Increasingly, disputes involving African parties are being resolved in Africa, through regional African arbitral institutions or local courts, rather than through foreign litigation or arbitration outside the Continent, according to Herbert Smith Freehills in its Guide to Dispute Resolution in Africa.
The third edition of the publication, launched this week, found that historically the majority of disputes have been resolved ‘offshore’ through foreign litigation or through arbitration under a set of international arbitral rules with an ‘offshore’ seat. But, since the last edition of the Guide was published in 2016, there is a clear trend towards formal dispute resolution in Africa and our lawyers predict this trend will only continue.
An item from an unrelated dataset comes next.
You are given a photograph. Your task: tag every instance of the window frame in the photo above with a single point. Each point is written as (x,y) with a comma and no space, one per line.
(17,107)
“Historically, the majority of disputes in Africa have been solved through commercial settlement, with companies and States alike preferring negotiation over the uncertainties of litigation or arbitration. But with the sharp increase in foreign investment across an array of sectors and across the continent, the scope for formal dispute resolution in Africa has risen sharply,” said Jonathan Ripley-Evans, a director in the Johannesburg office, who has led the publication of the Guide together with Laurence Franc-Menget, a partner in the firm’s Paris office.
Laurence added: “Even where litigation or arbitration takes place outside Africa, onshore litigation may still be required when seeking to enforce an international judgment or arbitral award against assets held in an African jurisdiction, or when dealing with local regulators. As such, a sound understanding of the legal systems pervading Africa and the specific laws governing the resolution of disputes within each of the 54 jurisdictions is essential and this is the purpose of this guide.”
Africa’s legal landscape comprises a patchwork of legal systems. This guide, which is the first-of-its-kind, sets out dispute resolution procedures and trends in every one of Africa’s 54 diverse jurisdictions. Using questionnaires that it had prepared for the previous editions, the firm draws on the combined experience of its Africa disputes lawyers from its London, Paris and Johannesburg offices, together with experienced local counsel in each jurisdiction.
Some other key developments highlighted by the report include:
- As demand for arbitration services have increased, many legislative reforms have taken place in African Countries in order to establish themselves as safe arbitral seats. This is most notable in South Africa, Ethiopia, Ghana and Tanzania, who have all enacted new arbitration laws
- The New York convention is now ratified in 42 of Africa’s 54 jurisdictions meaning enforcement of arbitral awards in those jurisdictions should be more straightforward. Since the last edition of this Guide, the New York Convention has entered into force in Angola, Cabo Verde, Ethiopia, Malawi, Seychelles, Sierra Leone and Sudan.
- Since the outbreak of COVID-19, there has been an unprecedented need for access to digital technology. There have been significant improvements in connectivity and there are many ongoing projects to increase Africa’s digital infrastructure.
- AfCTA has been signed by 54 countries and ratified by 28. The purpose of the AfCFTA is both to increase intra-African trade by the creation of a common market and also enhance the competitiveness of African countries in the global market.
“As Africa’s investment star continues to rise, it is inevitable that this will bring with it a need to resolve disputes – whether through formal processes or commercial settlement. This guide is the first port of call not just for those facing disputes in Africa, but for anyone who is considering investing in unfamiliar territory and would like to better understand the legal landscape of that country,” added Laurence.